Katsomo on tyhjä harjoituksen jälkeen.

Breakdown of Katsomo on tyhjä harjoituksen jälkeen.

olla
to be
jälkeen
after
tyhjä
empty
harjoitus
the practice
katsomo
the stand
Elon.io is an online learning platform
We have an entire course teaching Finnish grammar and vocabulary.

Start learning Finnish now

Questions & Answers about Katsomo on tyhjä harjoituksen jälkeen.

In this sentence, what exactly does katsomo mean? Is it “audience” or “seats” or “stadium”?

Katsomo means the seating area / stands, i.e. the place where people sit to watch (the rows of seats, bleachers, stand).

It does not mean “the audience” as people.
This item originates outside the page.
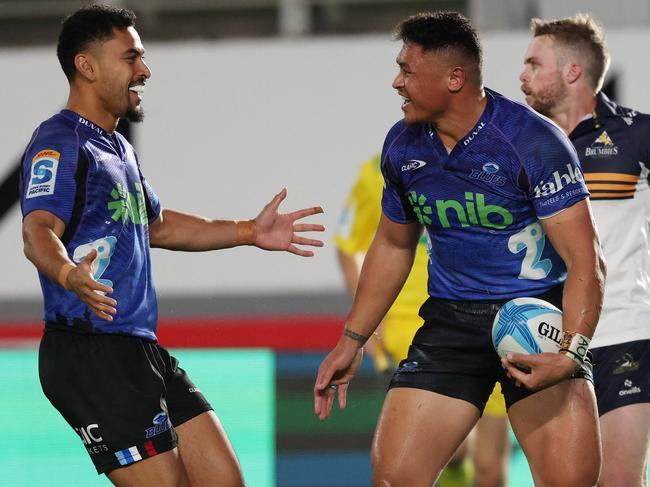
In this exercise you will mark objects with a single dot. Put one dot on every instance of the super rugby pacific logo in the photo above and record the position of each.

For that, Finnish usually uses:

  • yleisö = the audience, the crowd (the people watching)
  • katsojat = the watchers, spectators (individual people)

So:

  • Katsomo on tyhjä. = The stands / seating area are empty.
  • Yleisö on lähtenyt. = The audience has left.
  • Katsojat lähtevät kotiin. = The spectators go home.
Why is it katsomo on tyhjä, not katsomo on tyhjää or tyhjän?
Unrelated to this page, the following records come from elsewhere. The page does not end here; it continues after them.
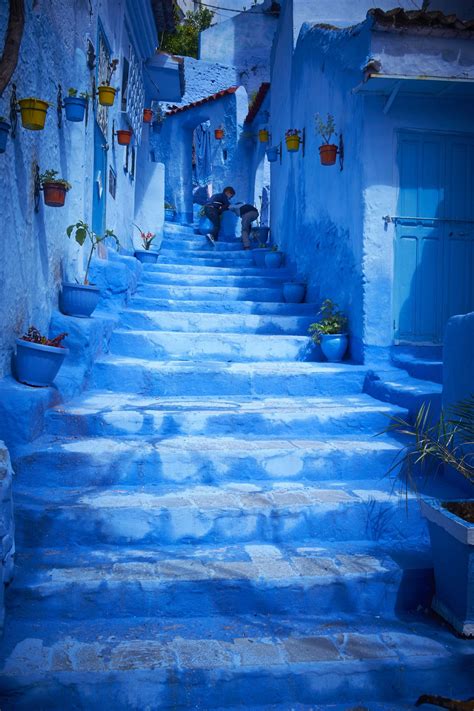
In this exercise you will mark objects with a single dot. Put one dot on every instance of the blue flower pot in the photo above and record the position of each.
(333, 346)
(272, 154)
(75, 108)
(452, 548)
(258, 256)
(273, 260)
(4, 129)
(146, 256)
(260, 234)
(294, 292)
(78, 299)
(36, 364)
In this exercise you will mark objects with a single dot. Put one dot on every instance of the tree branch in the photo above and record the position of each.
(11, 50)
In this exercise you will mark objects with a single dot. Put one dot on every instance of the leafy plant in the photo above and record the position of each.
(34, 336)
(83, 232)
(449, 441)
(332, 321)
(49, 176)
(146, 237)
(325, 128)
(184, 40)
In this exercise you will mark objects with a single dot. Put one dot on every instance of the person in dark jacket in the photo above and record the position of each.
(248, 214)
(214, 208)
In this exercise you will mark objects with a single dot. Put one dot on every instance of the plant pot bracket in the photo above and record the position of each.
(14, 110)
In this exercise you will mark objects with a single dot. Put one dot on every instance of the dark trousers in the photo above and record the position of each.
(214, 217)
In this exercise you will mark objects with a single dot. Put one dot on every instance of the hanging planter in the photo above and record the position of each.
(38, 358)
(272, 154)
(54, 189)
(124, 137)
(4, 129)
(293, 140)
(33, 113)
In Finnish, when you describe what the subject is (a state or quality), the adjective normally appears in the nominative and agrees with the subject in number and case.

  • katsomo = nominative singular
  • tyhjä = nominative singular adjective

So:

  • Katsomo on tyhjä. = The stands are empty.
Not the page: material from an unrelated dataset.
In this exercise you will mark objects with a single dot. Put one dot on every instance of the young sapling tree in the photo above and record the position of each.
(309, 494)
Other forms would be used in different structures:

  • tyhjää (partitive) would appear in things like:
    • Siellä on tyhjää. = It’s empty there.
      (Here there’s no concrete singular noun like katsomo as the subject.)
  • tyhjän (genitive) would be used in:
    • tyhjän katsomon valot = the lights of the empty stands

In your sentence, katsomo is a normal singular subject, so the predicate adjective stays in nominative: tyhjä.

What case is harjoituksen, and why is it used here?

Harjoituksen is in the genitive singular form of harjoitus (“practice, training session, exercise”).

The postposition jälkeen (“after”) always takes its complement in the genitive:

  • harjoitusharjoituksen jälkeen = after the practice
  • pelipelin jälkeen = after the game
  • työtyön jälkeen = after work

So the structure is:

  • [genitive] + jälkeen = after [something]
Is jälkeen a preposition like English “after”?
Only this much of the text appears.